Re: f2fs Crash Consistency Problem

linux-f2fs-devel.lists.sourceforge.net archive mirror
 help / color / mirror / Atom feed

From: Raouf Rokhjavan <rokhjavan.r@gmail.com>
To: Jaegeuk Kim <jaegeuk@kernel.org>
Cc: linux-f2fs-devel@lists.sourceforge.net
Subject: Re: f2fs Crash Consistency Problem
Date: Wed, 17 May 2017 22:13:34 +0430	[thread overview]
Message-ID: <a5d7e55f-c246-8c5d-c32c-de299f5d3e03@gmail.com> (raw)
In-Reply-To: <20170512001431.GA9575@jaegeuk.local>

On 05/12/17 04:44, Jaegeuk Kim wrote:
> Hi,
>
> On 05/10, Raouf Rokhjavan wrote:
> ...
>
>> As you told to use snapshot mechanism to prevent changing ckpt number after
>> each mount, I ran again generic tests of xfstests framework on top of
>> log-writes target with f2fs file system. In order to automate reporting an
>> inconsistency situation, I add a parameter to fsck.f2fs to return(-1) when
>> c.bug_on condition is met. To evaluate how f2fs react in case of crash
>> consistency, I replay each log and check the consistency of f2fs with a my
>> own modified version of fsck.f2fs.  Accordingly, all tests passed smoothly
>> except these tests:
>>
>> [FAIL] Running generic/013 failed. (consistency_single)
> Could you check whether any IO made by mkfs was added in the replay log?
> If so, fsck.f2fs should be failed when replaying them.
>
>> [FAIL] Running generic/070 failed. (consistency_single)
>> [FAIL] Running generic/113 failed. (consistency_single)
> I added a mark to replay in the beginning of generic/113, and ran the test.
> But, I couldn't find any error given test_dev as a log_dev. (I tested this
> in the latest f2fs/dev-test branch.)
>
>> [FAIL] Running generic/241 failed. (consistency_single)
>>
>> In other words, in these tests, c.bug_on() was true. Would you please
>> describe why they become inconsistent?
>>
>> Besides, I ran sysbench for database benchmark with 1 thread, 1000 records,
>> and 100 transactions on top of log-writes target with f2fs. Interestingly, I
>> encountered a weird inconsistency. After replaying about 100 logs, fsck.f2fs
>> complains about inconsistency with the following messages:
> Can you share the parameter for sysbench?
Hi,

Since I want to make sure that my system, having a database app, stay 
operational after the power failure, I test database system on top of 
f2fs. Accordingly, I use sysbench and dm-log-writes to serve this 
purpose.
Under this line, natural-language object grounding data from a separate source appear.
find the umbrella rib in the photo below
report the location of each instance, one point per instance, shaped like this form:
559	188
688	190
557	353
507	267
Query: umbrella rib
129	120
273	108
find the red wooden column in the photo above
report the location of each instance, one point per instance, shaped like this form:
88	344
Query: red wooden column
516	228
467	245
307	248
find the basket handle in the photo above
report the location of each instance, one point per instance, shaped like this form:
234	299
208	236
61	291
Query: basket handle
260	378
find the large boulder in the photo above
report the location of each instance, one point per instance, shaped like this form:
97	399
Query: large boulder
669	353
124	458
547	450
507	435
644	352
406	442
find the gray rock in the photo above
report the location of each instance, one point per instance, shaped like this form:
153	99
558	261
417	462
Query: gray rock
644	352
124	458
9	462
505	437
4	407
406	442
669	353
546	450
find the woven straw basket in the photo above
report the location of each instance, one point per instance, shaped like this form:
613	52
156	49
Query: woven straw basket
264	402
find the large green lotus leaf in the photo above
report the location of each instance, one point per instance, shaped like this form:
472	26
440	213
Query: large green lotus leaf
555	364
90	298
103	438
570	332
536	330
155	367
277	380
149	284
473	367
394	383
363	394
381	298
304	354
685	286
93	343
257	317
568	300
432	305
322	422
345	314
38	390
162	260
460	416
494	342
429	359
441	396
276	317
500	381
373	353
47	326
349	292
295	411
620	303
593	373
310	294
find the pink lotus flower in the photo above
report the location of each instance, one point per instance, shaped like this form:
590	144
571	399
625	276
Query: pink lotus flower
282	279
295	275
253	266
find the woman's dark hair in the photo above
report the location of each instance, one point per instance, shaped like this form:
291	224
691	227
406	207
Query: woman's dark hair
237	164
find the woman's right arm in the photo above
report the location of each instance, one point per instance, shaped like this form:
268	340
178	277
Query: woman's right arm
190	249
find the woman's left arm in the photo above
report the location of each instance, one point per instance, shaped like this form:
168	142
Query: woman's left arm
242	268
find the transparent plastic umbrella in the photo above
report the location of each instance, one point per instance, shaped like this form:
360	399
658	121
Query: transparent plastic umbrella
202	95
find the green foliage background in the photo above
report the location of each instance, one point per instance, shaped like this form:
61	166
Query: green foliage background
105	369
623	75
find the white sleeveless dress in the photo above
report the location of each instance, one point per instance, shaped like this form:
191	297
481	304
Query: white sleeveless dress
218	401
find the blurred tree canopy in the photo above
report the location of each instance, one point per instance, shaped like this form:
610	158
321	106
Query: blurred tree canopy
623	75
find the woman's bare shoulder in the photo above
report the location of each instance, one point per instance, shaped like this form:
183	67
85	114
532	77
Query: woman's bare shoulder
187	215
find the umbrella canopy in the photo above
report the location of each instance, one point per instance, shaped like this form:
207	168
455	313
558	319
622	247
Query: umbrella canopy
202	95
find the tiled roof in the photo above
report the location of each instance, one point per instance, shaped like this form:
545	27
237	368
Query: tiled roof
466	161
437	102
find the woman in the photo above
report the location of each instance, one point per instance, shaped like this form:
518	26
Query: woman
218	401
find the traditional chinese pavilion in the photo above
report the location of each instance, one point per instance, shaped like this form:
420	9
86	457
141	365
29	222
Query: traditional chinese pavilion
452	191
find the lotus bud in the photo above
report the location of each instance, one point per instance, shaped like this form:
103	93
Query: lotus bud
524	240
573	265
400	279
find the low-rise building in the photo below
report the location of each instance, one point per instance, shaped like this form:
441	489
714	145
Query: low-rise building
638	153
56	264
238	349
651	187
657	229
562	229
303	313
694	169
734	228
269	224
I took advantage of lua scripting facility in sysbench to 
implement write only operations in database:

#sysbench 
--test=/home/roraouf/Projects/CrashConsistencyTest/locals/var/lib/dbtests/sysbench-lua/tests/db/oltp_write_only.lua 
--db-driver=mysql --oltp-table-size=1000 --mysql-db=sysbench 
--mysql-user=sysbench --mysql-password=password --max-requests=100 
--num-threads=1 
--mysql-socket=/mnt/crash_consistency/f2fs/mysql/mysql.sock run

I ran this test on 3 configurations:
1- ext4 (ordered, noatime) - success 15/15
2- ext4 (norecovery, noatime) - success 0/15
3- f2fs (noatime) - success 3/15

Success, here, means whether file system is operational without running 
fsck and fixing after each replay.
As the result show, ext4 with ordered journaling could surmount this 
test, but ,as it had been expected, ext4 without journaling like ext2 
needs fsck to recover file system after simulated power loss.
The surprising part of this test is f2fs. As f2fs always maintains a 
stable checkpoint of file system, and based on its FAST paper, it always 
rolls back to its stable checkpoint after power loss, I didn't expect to 
see f2fs in inconsistent state after replaying logs as fsck.f2fs 
reports. (It's necessary to mention that we check consistency of f2fs 
after mkfs.f2fs. ext4's results verify this notion.)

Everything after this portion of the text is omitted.